I find a simple life here to be very appealing, an escape from my old life which the planet can no longer endure. I was brainwashed into believing that happiness came from possessions, however I have discovered that only inner peace can bring about true happiness. Inner peace starts with living in harmony with the other beings and other life on the planet. I used to live in Southern California, but I woke up one day and I just could not live that way anymore. I sold my car and motorcycles and I started riding an electric bike. There was so much traffic there and people were racing around in revved out pickup trucks and muscle cars, I would look at the traffic pass while waiting to cross the street and I would feel a deep profound sadness.
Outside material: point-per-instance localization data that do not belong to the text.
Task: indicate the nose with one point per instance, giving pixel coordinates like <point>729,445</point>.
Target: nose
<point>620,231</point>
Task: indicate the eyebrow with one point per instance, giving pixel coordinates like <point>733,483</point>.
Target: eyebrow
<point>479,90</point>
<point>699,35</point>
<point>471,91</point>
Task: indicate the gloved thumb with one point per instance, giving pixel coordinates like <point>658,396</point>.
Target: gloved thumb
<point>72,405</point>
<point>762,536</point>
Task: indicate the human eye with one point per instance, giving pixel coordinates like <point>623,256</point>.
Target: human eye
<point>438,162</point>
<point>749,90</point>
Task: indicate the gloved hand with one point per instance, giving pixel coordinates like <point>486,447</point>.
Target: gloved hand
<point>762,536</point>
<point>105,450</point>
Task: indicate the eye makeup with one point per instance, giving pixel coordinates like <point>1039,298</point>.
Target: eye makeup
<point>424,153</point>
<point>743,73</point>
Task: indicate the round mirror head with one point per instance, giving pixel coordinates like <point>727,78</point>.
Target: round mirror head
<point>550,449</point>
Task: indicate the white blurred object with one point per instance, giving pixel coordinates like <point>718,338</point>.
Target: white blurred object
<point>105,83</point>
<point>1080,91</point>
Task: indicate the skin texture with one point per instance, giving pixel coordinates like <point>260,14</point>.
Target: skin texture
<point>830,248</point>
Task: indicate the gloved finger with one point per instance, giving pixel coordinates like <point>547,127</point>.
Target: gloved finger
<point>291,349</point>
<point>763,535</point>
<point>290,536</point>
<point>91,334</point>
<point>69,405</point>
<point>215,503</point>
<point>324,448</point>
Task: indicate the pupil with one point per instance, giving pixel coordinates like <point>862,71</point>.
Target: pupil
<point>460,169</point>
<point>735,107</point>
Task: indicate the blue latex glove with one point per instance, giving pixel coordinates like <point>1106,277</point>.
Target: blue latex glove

And then there was all the guns and the violence. Everywhere I looked all I saw were lost souls. 

I do not feel that sadness anymore now that I am here. I have no desire to ever return to the US. When in doubt follow your heart.


----------



## m2244 (Nov 16, 2020)

@John and Cecil 

I didn't notice your little dog in the picture until I read "Cecil lets them know they need to get out of the way".  That is a great picture, it certainly makes me think of simpler times.

I agree with your perspective, and thank you for taking the time to share all of that.

Most of the things that bother me these days seem to be closely related to the state of the environment and its future. These days, I don't even like driving in my car.

Thanks again John. Good luck in Portugal.


----------